Паша и теперь не ответил.
— Ты что, глухой, да?
— Ну и глухой! А тебе что? — проворчал будущий оратор.
— Жалко ответить, да?
Паша медленно поднялся:
— А вот и жалко. Ну?
— Баранки гну. Виноват, простите, пожалуйста! Я не знал, что тут такой важный барин сидит. Я думал, здесь обыкновенный человек, а тут такая персона, что прямо ужас!
— Давай катись отсюда, — негромко сказал Паша, пристально глядя на мальчишку.
Тот упёрся кулаками в бока:
— Что-что? Это откуда такое «катись»?
Паша медленно поднялся:
— Давай катись, говорю, с пляжа, пока цел!
— А ты его купил, пляж? Да? Купил?
— А вот как дам по шее, тогда будешь знать «купил»!
— Ты? Мне?! — Мальчишка заулыбался и приблизился к Паше. — А хочешь нокаут[5] заработать, хочешь?
Паша сделал шаг назад, загрёб пальцами босой ноги песок и, вскинув ногу, очень удачно метнул добрую горсть его прямо в рот мальчишке. Секунды три тот постоял, отплёвываясь, затем в молчании ринулся на Пашу. Бац! Из правого глаза оратора посыпались искры. Хлоп! И губы его стали солёными. Одурев от ярости, оратор вцепился в противника, шмякнулся вместе с ним на свёрток, принесённый мальчишкой, стукнул его несколько раз и, вскочив, отбежал в сторону, ожидая новой атаки.

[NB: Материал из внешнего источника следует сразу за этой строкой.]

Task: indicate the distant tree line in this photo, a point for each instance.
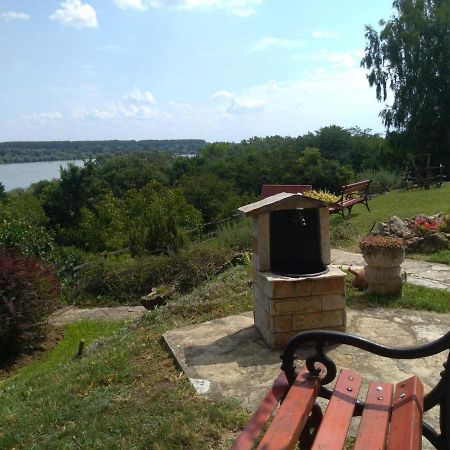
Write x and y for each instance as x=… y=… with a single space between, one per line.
x=17 y=152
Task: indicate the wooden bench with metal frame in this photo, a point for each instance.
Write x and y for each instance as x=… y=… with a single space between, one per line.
x=351 y=194
x=391 y=416
x=420 y=173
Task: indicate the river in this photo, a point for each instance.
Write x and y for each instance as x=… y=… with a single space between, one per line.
x=23 y=174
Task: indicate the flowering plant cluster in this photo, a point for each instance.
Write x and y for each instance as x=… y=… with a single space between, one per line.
x=424 y=224
x=374 y=241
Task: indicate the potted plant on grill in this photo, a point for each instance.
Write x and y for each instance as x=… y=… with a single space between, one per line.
x=384 y=256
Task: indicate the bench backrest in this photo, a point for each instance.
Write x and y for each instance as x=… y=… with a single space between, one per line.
x=273 y=189
x=360 y=186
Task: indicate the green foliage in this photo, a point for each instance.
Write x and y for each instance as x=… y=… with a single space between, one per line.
x=32 y=240
x=3 y=196
x=373 y=242
x=442 y=257
x=410 y=55
x=208 y=193
x=29 y=291
x=411 y=297
x=235 y=235
x=156 y=217
x=342 y=232
x=383 y=180
x=126 y=279
x=126 y=393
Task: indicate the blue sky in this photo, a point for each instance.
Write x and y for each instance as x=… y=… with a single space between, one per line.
x=168 y=69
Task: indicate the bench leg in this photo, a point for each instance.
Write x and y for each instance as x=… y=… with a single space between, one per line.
x=312 y=426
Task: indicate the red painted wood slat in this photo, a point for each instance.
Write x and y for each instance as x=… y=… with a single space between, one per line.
x=337 y=418
x=406 y=420
x=284 y=431
x=251 y=432
x=374 y=426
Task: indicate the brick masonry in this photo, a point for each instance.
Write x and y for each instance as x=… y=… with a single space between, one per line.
x=285 y=306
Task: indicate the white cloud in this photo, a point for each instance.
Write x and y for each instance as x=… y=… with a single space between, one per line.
x=111 y=48
x=334 y=60
x=240 y=8
x=43 y=117
x=136 y=95
x=269 y=41
x=136 y=105
x=320 y=34
x=235 y=104
x=131 y=4
x=12 y=15
x=75 y=14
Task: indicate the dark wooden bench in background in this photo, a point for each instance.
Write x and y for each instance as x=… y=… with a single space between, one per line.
x=351 y=194
x=391 y=416
x=420 y=173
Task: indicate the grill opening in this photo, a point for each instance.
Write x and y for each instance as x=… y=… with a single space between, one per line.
x=295 y=245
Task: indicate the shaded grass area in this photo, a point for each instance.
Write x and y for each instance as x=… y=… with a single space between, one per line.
x=413 y=297
x=126 y=393
x=402 y=203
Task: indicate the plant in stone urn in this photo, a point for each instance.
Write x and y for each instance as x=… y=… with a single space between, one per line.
x=383 y=255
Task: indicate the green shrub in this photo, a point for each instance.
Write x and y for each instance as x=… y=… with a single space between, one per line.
x=125 y=279
x=341 y=232
x=382 y=180
x=235 y=235
x=30 y=239
x=29 y=291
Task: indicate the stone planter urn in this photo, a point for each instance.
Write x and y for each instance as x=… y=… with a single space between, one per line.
x=384 y=256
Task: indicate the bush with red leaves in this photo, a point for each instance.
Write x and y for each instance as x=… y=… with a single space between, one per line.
x=29 y=292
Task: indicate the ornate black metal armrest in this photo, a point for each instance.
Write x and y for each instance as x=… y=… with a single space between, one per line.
x=440 y=394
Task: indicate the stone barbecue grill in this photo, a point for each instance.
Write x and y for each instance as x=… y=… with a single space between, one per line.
x=294 y=288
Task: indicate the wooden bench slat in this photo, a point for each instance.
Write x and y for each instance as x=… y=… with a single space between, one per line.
x=374 y=425
x=355 y=187
x=284 y=431
x=255 y=425
x=337 y=418
x=406 y=420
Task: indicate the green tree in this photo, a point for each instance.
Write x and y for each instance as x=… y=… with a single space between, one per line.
x=322 y=173
x=410 y=56
x=3 y=195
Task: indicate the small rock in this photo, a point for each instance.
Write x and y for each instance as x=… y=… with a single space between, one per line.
x=434 y=242
x=397 y=226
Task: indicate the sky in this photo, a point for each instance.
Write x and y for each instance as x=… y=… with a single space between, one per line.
x=219 y=70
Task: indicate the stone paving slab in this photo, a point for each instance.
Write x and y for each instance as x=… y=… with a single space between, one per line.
x=227 y=358
x=423 y=273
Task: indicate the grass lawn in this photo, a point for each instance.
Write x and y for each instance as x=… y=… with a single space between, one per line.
x=128 y=393
x=413 y=297
x=402 y=203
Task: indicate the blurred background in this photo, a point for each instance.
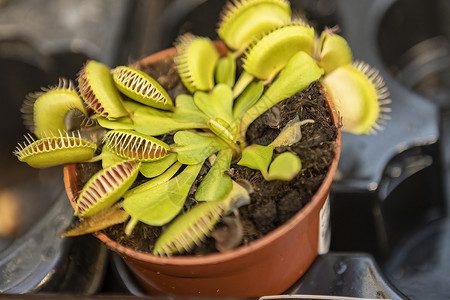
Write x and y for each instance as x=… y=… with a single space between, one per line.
x=390 y=200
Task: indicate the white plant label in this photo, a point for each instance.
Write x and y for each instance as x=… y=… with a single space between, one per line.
x=324 y=228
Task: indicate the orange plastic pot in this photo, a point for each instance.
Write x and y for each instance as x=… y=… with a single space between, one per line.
x=267 y=266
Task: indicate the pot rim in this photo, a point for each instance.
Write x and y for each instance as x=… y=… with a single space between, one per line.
x=215 y=258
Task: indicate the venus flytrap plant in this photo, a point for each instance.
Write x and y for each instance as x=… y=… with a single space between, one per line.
x=242 y=20
x=45 y=112
x=97 y=88
x=168 y=142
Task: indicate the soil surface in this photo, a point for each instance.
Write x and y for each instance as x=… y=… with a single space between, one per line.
x=272 y=202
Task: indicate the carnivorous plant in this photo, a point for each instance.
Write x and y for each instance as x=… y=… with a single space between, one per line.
x=280 y=56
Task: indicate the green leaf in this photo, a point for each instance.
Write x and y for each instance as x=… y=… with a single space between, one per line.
x=257 y=157
x=216 y=185
x=156 y=168
x=187 y=111
x=284 y=167
x=151 y=123
x=222 y=129
x=159 y=205
x=122 y=123
x=193 y=226
x=248 y=98
x=101 y=220
x=226 y=70
x=300 y=71
x=217 y=104
x=193 y=148
x=109 y=158
x=164 y=177
x=189 y=229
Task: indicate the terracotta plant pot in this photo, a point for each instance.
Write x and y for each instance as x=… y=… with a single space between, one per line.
x=269 y=265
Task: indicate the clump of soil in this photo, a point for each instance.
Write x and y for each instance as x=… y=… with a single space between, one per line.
x=273 y=202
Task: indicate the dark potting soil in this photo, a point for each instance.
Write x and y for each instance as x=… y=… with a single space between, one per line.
x=272 y=202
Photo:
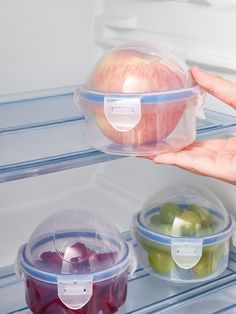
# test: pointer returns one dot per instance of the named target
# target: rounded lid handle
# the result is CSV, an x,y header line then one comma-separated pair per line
x,y
186,254
74,292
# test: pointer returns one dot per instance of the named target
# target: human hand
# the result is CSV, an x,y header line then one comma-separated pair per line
x,y
214,158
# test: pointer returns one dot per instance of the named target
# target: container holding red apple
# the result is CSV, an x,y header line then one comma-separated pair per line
x,y
140,99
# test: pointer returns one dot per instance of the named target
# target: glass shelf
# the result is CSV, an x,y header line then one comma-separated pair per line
x,y
43,132
146,294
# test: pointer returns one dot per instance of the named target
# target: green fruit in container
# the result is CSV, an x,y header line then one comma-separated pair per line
x,y
168,212
165,229
188,223
204,232
160,262
206,266
146,244
154,223
205,216
155,220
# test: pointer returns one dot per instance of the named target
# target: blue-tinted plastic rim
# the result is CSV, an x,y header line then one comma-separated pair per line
x,y
145,98
41,275
167,240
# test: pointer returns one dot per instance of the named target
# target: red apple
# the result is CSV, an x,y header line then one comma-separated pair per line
x,y
132,71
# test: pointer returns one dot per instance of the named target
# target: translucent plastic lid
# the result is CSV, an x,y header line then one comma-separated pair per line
x,y
184,212
139,67
78,242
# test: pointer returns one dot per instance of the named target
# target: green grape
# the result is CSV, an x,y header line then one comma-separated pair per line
x,y
165,229
154,223
160,262
168,212
203,232
188,223
206,266
155,220
205,216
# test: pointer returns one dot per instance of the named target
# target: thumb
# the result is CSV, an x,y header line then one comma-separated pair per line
x,y
216,86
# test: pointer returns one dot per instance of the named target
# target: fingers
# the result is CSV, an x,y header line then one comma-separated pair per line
x,y
216,86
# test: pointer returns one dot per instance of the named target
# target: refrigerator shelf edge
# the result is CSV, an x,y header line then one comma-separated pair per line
x,y
32,128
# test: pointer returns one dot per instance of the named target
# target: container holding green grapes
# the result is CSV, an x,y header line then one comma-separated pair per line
x,y
183,235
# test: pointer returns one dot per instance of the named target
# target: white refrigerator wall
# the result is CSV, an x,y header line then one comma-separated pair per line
x,y
46,44
49,44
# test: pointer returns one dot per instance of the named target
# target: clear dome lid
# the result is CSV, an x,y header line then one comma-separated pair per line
x,y
184,212
77,242
139,67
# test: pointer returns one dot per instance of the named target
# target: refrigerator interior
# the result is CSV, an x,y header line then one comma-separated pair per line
x,y
46,162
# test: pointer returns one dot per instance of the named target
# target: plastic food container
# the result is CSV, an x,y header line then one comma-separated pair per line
x,y
75,262
140,99
182,235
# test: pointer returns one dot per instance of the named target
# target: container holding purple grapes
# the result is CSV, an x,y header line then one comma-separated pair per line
x,y
75,262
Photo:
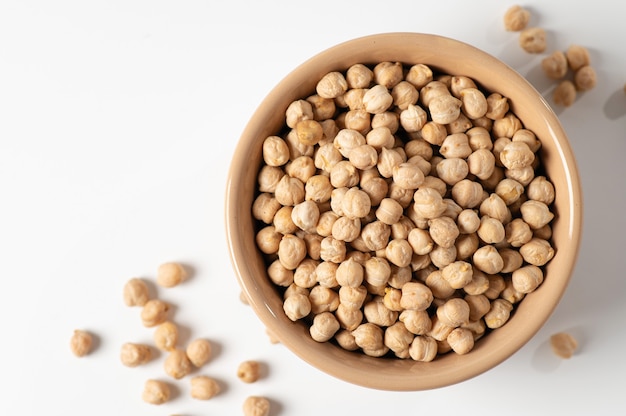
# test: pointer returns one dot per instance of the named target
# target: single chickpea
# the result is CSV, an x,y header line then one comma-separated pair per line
x,y
331,85
533,40
537,251
81,343
136,292
481,162
256,406
457,274
526,279
555,65
249,371
154,312
565,93
388,74
585,78
359,76
488,260
443,231
479,305
166,336
444,109
297,111
297,306
156,392
452,170
204,387
497,106
499,313
399,252
577,57
132,355
536,214
419,75
413,118
289,191
346,340
291,251
466,245
416,296
516,18
564,345
491,230
512,259
423,348
461,340
467,193
177,364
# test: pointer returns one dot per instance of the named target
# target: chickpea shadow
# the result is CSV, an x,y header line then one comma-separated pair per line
x,y
615,106
546,361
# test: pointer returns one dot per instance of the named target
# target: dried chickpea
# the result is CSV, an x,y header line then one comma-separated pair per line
x,y
585,78
423,348
565,93
249,371
564,345
388,74
154,312
537,251
498,314
533,40
577,57
461,340
170,274
332,85
204,387
132,355
81,343
516,18
256,406
156,392
527,278
166,336
136,292
555,65
275,151
177,364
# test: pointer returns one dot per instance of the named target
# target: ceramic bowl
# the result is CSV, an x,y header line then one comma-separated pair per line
x,y
448,56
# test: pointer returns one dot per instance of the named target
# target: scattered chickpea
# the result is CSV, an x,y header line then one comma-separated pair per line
x,y
199,352
204,387
132,355
585,78
256,406
166,336
154,312
565,93
516,18
533,40
555,65
136,292
249,371
156,392
564,345
81,343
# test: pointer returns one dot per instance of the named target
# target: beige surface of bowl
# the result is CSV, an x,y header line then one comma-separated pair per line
x,y
448,56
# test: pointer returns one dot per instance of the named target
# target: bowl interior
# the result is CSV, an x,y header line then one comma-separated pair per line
x,y
452,57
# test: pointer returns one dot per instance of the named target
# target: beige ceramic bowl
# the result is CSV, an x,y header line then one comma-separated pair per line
x,y
451,57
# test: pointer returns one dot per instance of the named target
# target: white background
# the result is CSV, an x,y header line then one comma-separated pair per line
x,y
118,120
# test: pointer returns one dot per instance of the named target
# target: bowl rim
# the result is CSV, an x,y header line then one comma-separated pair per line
x,y
294,340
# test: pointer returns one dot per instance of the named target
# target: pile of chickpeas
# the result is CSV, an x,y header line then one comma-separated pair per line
x,y
402,212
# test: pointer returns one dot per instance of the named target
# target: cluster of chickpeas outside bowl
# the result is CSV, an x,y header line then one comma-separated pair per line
x,y
403,211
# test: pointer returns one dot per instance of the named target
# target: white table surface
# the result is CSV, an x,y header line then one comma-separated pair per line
x,y
118,120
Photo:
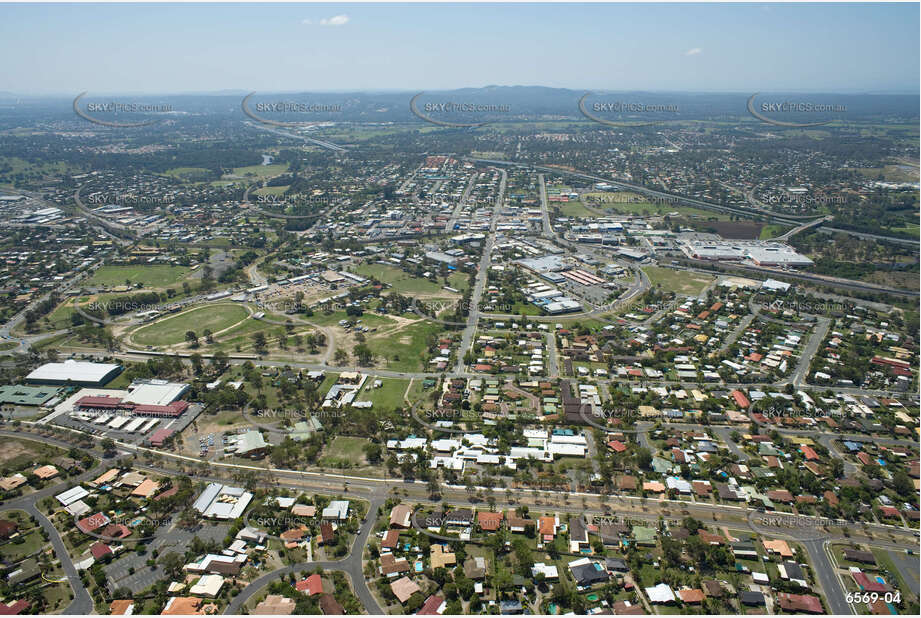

Но её не последовало. Мальчишка вдруг словно забыл о Паше. Он сел, растерянно оглядывая песок, потом пошарил вокруг себя руками, нащупал свёрток, на котором сидел, и ерзнул в сторону так быстро, словно там была гадюка. В следующий момент лицо его покраснело и скривилось.
— Вот отвечай теперь. Отвечай! Вот отвечай! — заплакал он, тыча пальцем в сторону Паши.
С рассечённой губы оратора струйкой бежала по подбородку кровь, под самым глазом набухал здоровенный синяк.